Unfortunately I didn’t have the time to fully develop the story, rehearse and or storyboard so the performers really had to trust in the process. This is especially difficult when working against green screen as there is nothing for the performer or the DOP to creatively bounce off of. Personally I don’t enjoy working against green screen, as doubt can creep in when you are looking into that Kermit the Frog world. Luckily however, all the performers had great imaginations and they all threw themselves into the Frog Fog with abandon.

Personally I don’t enjoy working against green screen, as doubt can creep in when you are looking into that Kermit the Frog world.

Both Gareth Munden and Stein Stie provided cinematography for The Fallen Circus, was each DOP responsible for certain types of shots?

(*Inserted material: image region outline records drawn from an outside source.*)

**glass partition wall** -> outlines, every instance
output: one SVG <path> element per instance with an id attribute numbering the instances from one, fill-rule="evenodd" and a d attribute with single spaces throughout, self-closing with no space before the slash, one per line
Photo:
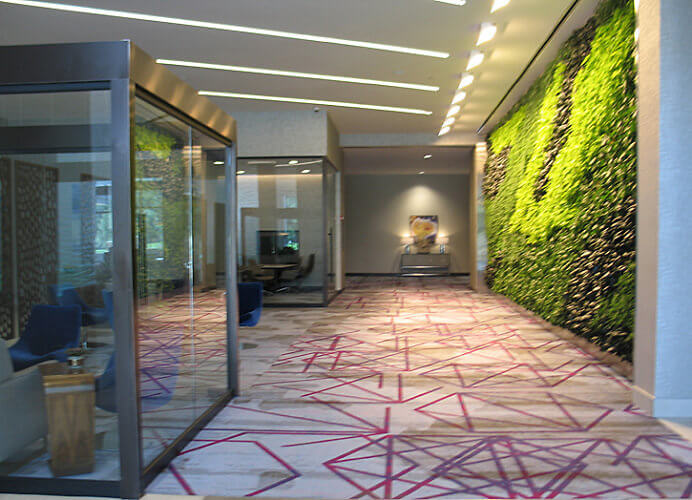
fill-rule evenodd
<path id="1" fill-rule="evenodd" d="M 136 497 L 237 390 L 234 123 L 129 42 L 0 67 L 0 492 Z"/>
<path id="2" fill-rule="evenodd" d="M 324 158 L 238 160 L 238 279 L 261 282 L 266 306 L 335 294 L 334 177 Z"/>

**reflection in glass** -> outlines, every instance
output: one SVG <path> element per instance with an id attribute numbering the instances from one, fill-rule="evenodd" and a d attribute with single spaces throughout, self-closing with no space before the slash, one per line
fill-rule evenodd
<path id="1" fill-rule="evenodd" d="M 120 476 L 110 120 L 109 91 L 0 95 L 0 475 Z"/>
<path id="2" fill-rule="evenodd" d="M 146 465 L 226 389 L 225 148 L 141 99 L 135 117 L 136 325 Z"/>

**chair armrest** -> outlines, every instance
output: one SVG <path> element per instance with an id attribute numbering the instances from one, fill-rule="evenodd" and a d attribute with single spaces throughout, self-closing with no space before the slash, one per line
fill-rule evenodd
<path id="1" fill-rule="evenodd" d="M 16 372 L 0 383 L 0 420 L 4 432 L 0 440 L 0 462 L 48 433 L 43 382 L 37 368 Z"/>

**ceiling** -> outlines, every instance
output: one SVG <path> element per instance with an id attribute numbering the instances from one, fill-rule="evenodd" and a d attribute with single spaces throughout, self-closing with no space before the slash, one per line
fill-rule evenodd
<path id="1" fill-rule="evenodd" d="M 328 107 L 342 134 L 437 133 L 475 49 L 480 24 L 498 27 L 481 48 L 454 132 L 475 131 L 507 92 L 572 0 L 492 0 L 465 6 L 433 0 L 70 0 L 134 11 L 449 52 L 447 59 L 372 49 L 101 17 L 0 3 L 0 44 L 131 39 L 155 58 L 322 73 L 435 85 L 439 92 L 172 67 L 199 90 L 419 108 L 431 116 Z M 212 97 L 234 111 L 311 109 L 311 105 Z"/>
<path id="2" fill-rule="evenodd" d="M 425 159 L 425 155 L 432 157 Z M 451 175 L 468 174 L 471 147 L 345 148 L 346 175 Z"/>

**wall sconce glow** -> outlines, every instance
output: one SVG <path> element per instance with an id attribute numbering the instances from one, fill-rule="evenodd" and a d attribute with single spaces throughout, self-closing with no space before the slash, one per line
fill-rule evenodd
<path id="1" fill-rule="evenodd" d="M 464 73 L 461 75 L 461 81 L 459 82 L 459 88 L 465 89 L 473 83 L 473 75 L 471 73 Z"/>
<path id="2" fill-rule="evenodd" d="M 466 69 L 469 70 L 480 66 L 483 59 L 485 59 L 485 54 L 483 54 L 483 52 L 479 50 L 472 50 L 471 56 L 469 57 L 469 64 L 466 66 Z"/>
<path id="3" fill-rule="evenodd" d="M 208 21 L 196 21 L 194 19 L 183 19 L 179 17 L 156 16 L 143 14 L 141 12 L 128 12 L 123 10 L 97 9 L 94 7 L 84 7 L 81 5 L 70 5 L 65 3 L 41 2 L 35 0 L 0 0 L 0 3 L 23 5 L 25 7 L 38 7 L 41 9 L 61 10 L 63 12 L 77 12 L 80 14 L 94 14 L 97 16 L 118 17 L 121 19 L 135 19 L 138 21 L 150 21 L 164 24 L 177 24 L 179 26 L 191 26 L 194 28 L 204 28 L 220 31 L 232 31 L 236 33 L 247 33 L 250 35 L 273 36 L 278 38 L 290 38 L 293 40 L 303 40 L 306 42 L 331 43 L 335 45 L 346 45 L 349 47 L 359 47 L 363 49 L 383 50 L 387 52 L 399 52 L 402 54 L 414 54 L 419 56 L 437 57 L 447 59 L 448 52 L 438 52 L 436 50 L 415 49 L 412 47 L 401 47 L 398 45 L 388 45 L 384 43 L 363 42 L 360 40 L 347 40 L 344 38 L 333 38 L 329 36 L 309 35 L 306 33 L 291 33 L 289 31 L 269 30 L 263 28 L 252 28 L 250 26 L 238 26 L 234 24 L 212 23 Z"/>
<path id="4" fill-rule="evenodd" d="M 490 40 L 495 38 L 496 33 L 497 26 L 495 26 L 493 23 L 481 24 L 481 32 L 478 34 L 478 41 L 476 42 L 476 45 L 482 45 L 486 42 L 489 42 Z"/>
<path id="5" fill-rule="evenodd" d="M 4 0 L 0 0 L 3 2 Z M 250 99 L 254 101 L 273 101 L 273 102 L 295 102 L 299 104 L 316 104 L 318 106 L 334 106 L 337 108 L 355 108 L 369 109 L 372 111 L 390 111 L 392 113 L 405 113 L 410 115 L 432 115 L 432 111 L 415 108 L 398 108 L 395 106 L 376 106 L 374 104 L 359 104 L 356 102 L 340 102 L 340 101 L 320 101 L 317 99 L 299 99 L 297 97 L 279 97 L 272 95 L 259 94 L 238 94 L 235 92 L 216 92 L 212 90 L 200 90 L 199 95 L 209 97 L 228 97 L 230 99 Z"/>
<path id="6" fill-rule="evenodd" d="M 350 76 L 322 75 L 319 73 L 300 73 L 298 71 L 283 71 L 278 69 L 251 68 L 247 66 L 228 66 L 225 64 L 211 64 L 194 61 L 178 61 L 176 59 L 157 59 L 157 63 L 167 66 L 182 66 L 185 68 L 215 69 L 231 71 L 235 73 L 252 73 L 257 75 L 286 76 L 291 78 L 307 78 L 312 80 L 328 80 L 331 82 L 357 83 L 362 85 L 379 85 L 381 87 L 395 87 L 401 89 L 424 90 L 437 92 L 440 87 L 433 85 L 419 85 L 417 83 L 389 82 L 386 80 L 370 80 L 367 78 L 352 78 Z"/>
<path id="7" fill-rule="evenodd" d="M 490 9 L 490 12 L 495 12 L 496 10 L 500 10 L 502 7 L 507 7 L 509 5 L 509 2 L 512 0 L 495 0 L 493 2 L 493 7 Z"/>
<path id="8" fill-rule="evenodd" d="M 461 92 L 457 92 L 457 95 L 454 96 L 454 99 L 452 99 L 452 104 L 458 104 L 464 99 L 466 99 L 466 92 L 462 90 Z"/>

Stein Stie shot all of the group work at National Centre for Circus Arts with a SONY FS700 and Gareth Munden came on board at a later stage to shoot all of the drama scenes on a RED.

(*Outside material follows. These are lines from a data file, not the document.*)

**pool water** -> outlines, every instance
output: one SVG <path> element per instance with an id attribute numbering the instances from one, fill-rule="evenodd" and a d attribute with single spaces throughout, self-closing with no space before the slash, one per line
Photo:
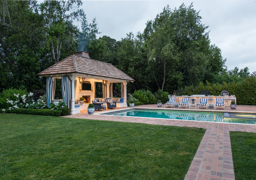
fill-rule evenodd
<path id="1" fill-rule="evenodd" d="M 146 118 L 163 118 L 214 122 L 256 124 L 256 118 L 224 117 L 223 112 L 133 110 L 108 114 L 108 115 Z"/>

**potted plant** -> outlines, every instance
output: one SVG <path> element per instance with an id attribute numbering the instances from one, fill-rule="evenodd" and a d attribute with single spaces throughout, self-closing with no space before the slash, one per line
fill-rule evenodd
<path id="1" fill-rule="evenodd" d="M 230 103 L 230 108 L 231 109 L 236 109 L 236 102 L 234 101 L 231 101 L 231 103 Z"/>
<path id="2" fill-rule="evenodd" d="M 162 101 L 161 101 L 161 100 L 157 101 L 157 107 L 159 108 L 162 107 Z"/>
<path id="3" fill-rule="evenodd" d="M 88 105 L 88 108 L 87 108 L 87 112 L 88 114 L 92 114 L 94 113 L 95 109 L 93 106 L 93 104 L 89 104 Z"/>
<path id="4" fill-rule="evenodd" d="M 133 108 L 134 107 L 134 102 L 133 101 L 133 100 L 130 101 L 129 103 L 129 106 L 131 108 Z"/>
<path id="5" fill-rule="evenodd" d="M 84 98 L 81 97 L 79 98 L 79 103 L 84 104 Z"/>

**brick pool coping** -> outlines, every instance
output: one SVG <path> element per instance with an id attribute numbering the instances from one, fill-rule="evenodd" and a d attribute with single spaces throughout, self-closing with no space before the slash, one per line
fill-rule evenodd
<path id="1" fill-rule="evenodd" d="M 152 105 L 136 107 L 150 108 L 152 106 L 151 105 Z M 236 111 L 256 112 L 256 106 L 241 106 L 238 110 L 237 108 Z M 125 108 L 116 109 L 114 110 L 124 110 Z M 226 110 L 228 111 L 230 110 Z M 256 132 L 256 126 L 248 124 L 224 124 L 217 122 L 120 117 L 100 114 L 89 115 L 86 110 L 82 111 L 81 113 L 65 117 L 206 129 L 206 132 L 186 176 L 185 180 L 234 180 L 229 132 Z"/>

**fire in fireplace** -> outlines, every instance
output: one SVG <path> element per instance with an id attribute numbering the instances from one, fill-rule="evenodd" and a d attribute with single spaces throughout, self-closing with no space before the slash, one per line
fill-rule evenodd
<path id="1" fill-rule="evenodd" d="M 83 96 L 84 98 L 84 102 L 85 104 L 90 104 L 91 102 L 91 96 Z"/>

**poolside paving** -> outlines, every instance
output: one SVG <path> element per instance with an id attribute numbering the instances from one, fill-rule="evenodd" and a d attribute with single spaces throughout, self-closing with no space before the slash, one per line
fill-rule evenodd
<path id="1" fill-rule="evenodd" d="M 136 107 L 164 109 L 163 107 L 158 108 L 156 106 L 156 104 L 150 104 L 138 106 Z M 114 110 L 126 108 L 117 108 Z M 192 108 L 189 109 L 190 110 L 192 110 Z M 197 109 L 196 110 L 198 110 Z M 223 111 L 223 110 L 217 110 Z M 256 106 L 238 105 L 236 110 L 232 110 L 228 107 L 226 108 L 226 110 L 256 112 Z M 104 110 L 104 112 L 106 111 Z M 96 112 L 96 114 L 99 112 Z M 80 114 L 65 117 L 206 129 L 205 134 L 186 176 L 185 180 L 235 179 L 229 132 L 243 131 L 256 133 L 255 125 L 114 116 L 96 114 L 89 115 L 86 110 L 82 111 Z"/>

No circus film would be complete without a playful score and The Irrepressibles’ music fits the bill perfectly. What is it about their approach to scores that draws you to collaborate with them time and time again?

The Irrepressibles music fits naturally into the worlds that I imagine and I find that our collaborations bring creatively rich results. Their music is powerful, evocative and moving which provides the perfect musical backdrop to a film that relies less heavily on the script and is rather, more choreographic and poetic. Jamie Mcdermott of The Irrepressibles composed the music with his musicians in response to ideas and themes within the film and recorded live for the film, all to great effect. I feel really lucky to have the opportunity to work with such talented musicians in this way. Overall I feel the music works wonderfully with the sound design created by Andrej Bako who created another subtle narrative layer in the sonic landscape.

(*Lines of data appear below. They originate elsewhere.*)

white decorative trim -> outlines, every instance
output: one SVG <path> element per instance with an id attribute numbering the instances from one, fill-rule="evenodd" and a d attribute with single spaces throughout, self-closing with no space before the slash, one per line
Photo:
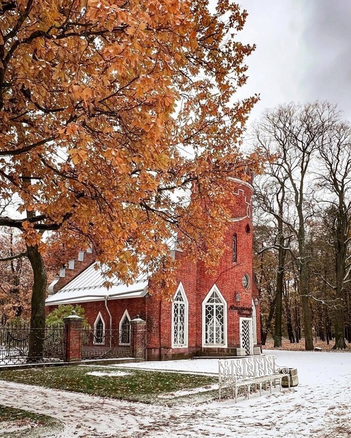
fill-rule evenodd
<path id="1" fill-rule="evenodd" d="M 52 281 L 52 283 L 50 283 L 50 285 L 49 286 L 49 287 L 47 287 L 49 295 L 54 295 L 54 294 L 55 293 L 54 291 L 54 286 L 56 284 L 56 283 L 58 281 L 59 279 L 60 279 L 59 276 L 55 277 L 54 280 Z"/>
<path id="2" fill-rule="evenodd" d="M 206 344 L 206 305 L 209 298 L 211 297 L 213 292 L 215 292 L 220 300 L 222 301 L 224 306 L 223 312 L 224 319 L 224 342 L 223 344 Z M 202 347 L 204 348 L 226 348 L 227 347 L 227 304 L 223 295 L 220 293 L 220 289 L 215 285 L 213 285 L 211 288 L 211 290 L 204 298 L 202 304 Z"/>
<path id="3" fill-rule="evenodd" d="M 98 322 L 98 320 L 100 319 L 102 322 L 103 322 L 103 342 L 95 342 L 95 339 L 96 338 L 96 325 Z M 95 320 L 95 322 L 94 323 L 94 344 L 96 345 L 104 345 L 105 344 L 105 329 L 106 329 L 106 326 L 105 324 L 105 320 L 103 318 L 103 315 L 101 315 L 101 312 L 99 311 L 98 314 L 98 316 L 96 316 L 96 319 Z"/>
<path id="4" fill-rule="evenodd" d="M 253 304 L 253 344 L 257 343 L 257 320 L 256 314 L 256 306 L 253 300 L 252 300 Z"/>
<path id="5" fill-rule="evenodd" d="M 234 181 L 235 182 L 237 182 L 239 184 L 242 184 L 243 186 L 246 186 L 246 187 L 248 187 L 252 190 L 253 190 L 253 186 L 249 182 L 248 182 L 247 181 L 244 181 L 243 179 L 240 179 L 240 178 L 235 178 L 234 177 L 229 177 L 229 179 L 231 181 Z"/>
<path id="6" fill-rule="evenodd" d="M 174 302 L 172 303 L 172 316 L 171 316 L 171 342 L 172 342 L 172 348 L 187 348 L 188 347 L 188 333 L 189 333 L 189 301 L 187 297 L 187 294 L 185 293 L 185 290 L 184 289 L 183 285 L 182 282 L 179 283 L 179 286 L 176 291 L 176 294 L 173 296 L 173 300 L 177 296 L 178 293 L 180 292 L 182 298 L 184 300 L 184 343 L 182 345 L 175 344 L 174 343 Z"/>
<path id="7" fill-rule="evenodd" d="M 239 327 L 240 327 L 240 348 L 245 349 L 245 346 L 243 342 L 242 338 L 242 321 L 247 320 L 249 322 L 249 336 L 250 336 L 250 355 L 253 354 L 253 318 L 239 318 Z"/>
<path id="8" fill-rule="evenodd" d="M 121 338 L 122 338 L 122 325 L 123 324 L 123 321 L 125 320 L 126 316 L 127 316 L 127 318 L 128 318 L 128 320 L 129 321 L 129 342 L 121 342 Z M 120 318 L 120 325 L 119 325 L 119 327 L 120 327 L 120 345 L 130 345 L 130 338 L 131 338 L 130 322 L 131 322 L 131 318 L 129 316 L 129 314 L 128 313 L 128 311 L 126 309 L 125 310 L 125 313 L 122 316 L 122 318 Z"/>

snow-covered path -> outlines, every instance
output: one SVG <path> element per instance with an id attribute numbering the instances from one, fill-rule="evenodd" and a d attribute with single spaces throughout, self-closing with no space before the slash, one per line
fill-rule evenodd
<path id="1" fill-rule="evenodd" d="M 0 404 L 46 413 L 65 425 L 61 438 L 350 438 L 351 353 L 270 351 L 297 367 L 300 384 L 251 400 L 166 407 L 0 382 Z M 213 371 L 217 361 L 137 364 Z"/>

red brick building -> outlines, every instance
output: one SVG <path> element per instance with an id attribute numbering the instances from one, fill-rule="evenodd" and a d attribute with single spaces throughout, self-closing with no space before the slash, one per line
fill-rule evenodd
<path id="1" fill-rule="evenodd" d="M 78 261 L 50 285 L 47 306 L 76 303 L 96 336 L 125 329 L 137 315 L 147 322 L 146 359 L 193 355 L 245 355 L 259 353 L 258 292 L 253 283 L 252 194 L 249 182 L 235 180 L 235 206 L 228 224 L 225 251 L 216 272 L 206 273 L 201 261 L 180 261 L 172 302 L 152 296 L 142 276 L 131 285 L 112 280 L 103 285 L 103 267 L 96 270 L 93 254 L 80 252 Z M 125 343 L 129 342 L 127 336 Z M 256 348 L 255 348 L 256 347 Z"/>

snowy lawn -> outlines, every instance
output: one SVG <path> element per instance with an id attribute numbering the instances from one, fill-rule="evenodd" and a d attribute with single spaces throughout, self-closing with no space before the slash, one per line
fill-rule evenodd
<path id="1" fill-rule="evenodd" d="M 272 395 L 267 392 L 251 400 L 242 398 L 237 404 L 226 399 L 169 406 L 0 382 L 0 404 L 63 421 L 65 426 L 60 438 L 350 438 L 351 353 L 265 352 L 275 354 L 279 365 L 297 368 L 297 387 Z M 214 372 L 217 360 L 133 366 Z M 114 369 L 122 371 L 118 366 L 107 371 Z M 50 435 L 41 435 L 46 436 Z"/>
<path id="2" fill-rule="evenodd" d="M 111 366 L 59 366 L 0 371 L 0 380 L 134 402 L 152 402 L 160 395 L 211 388 L 213 376 Z"/>

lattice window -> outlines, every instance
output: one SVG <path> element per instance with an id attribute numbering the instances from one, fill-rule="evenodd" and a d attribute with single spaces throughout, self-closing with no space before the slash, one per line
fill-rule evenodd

I know that you’ve already began work on Chapter Two of The Fallen Circus – any clues as to how the story will progress? Are there any other projects we’ll see from you this year?

It looks positive that we will soon begin the post work on Chapter Two of The Fallen Circus , please watch shellylove.co.uk for news. In the meantime here is what to expect in Chapter Two:

Agnes and Cirrus The Juggler traverse the sky in search for Agnes’ mum. Agnes learns that The Fallen Circus cannot get their voices back without the help of Cumulus the Clown but Cumulus has gone missing. Agnes tries to find Cumulus in order to reunite him with the special ‘Nose of Courage’ and they make their way to the ‘Circus in the Sky’ to take on ‘Cumulonimbus’ the evil Ringmaster…

Apart from The Fallen Circus I am currently in the process of writing and developing a feature film project.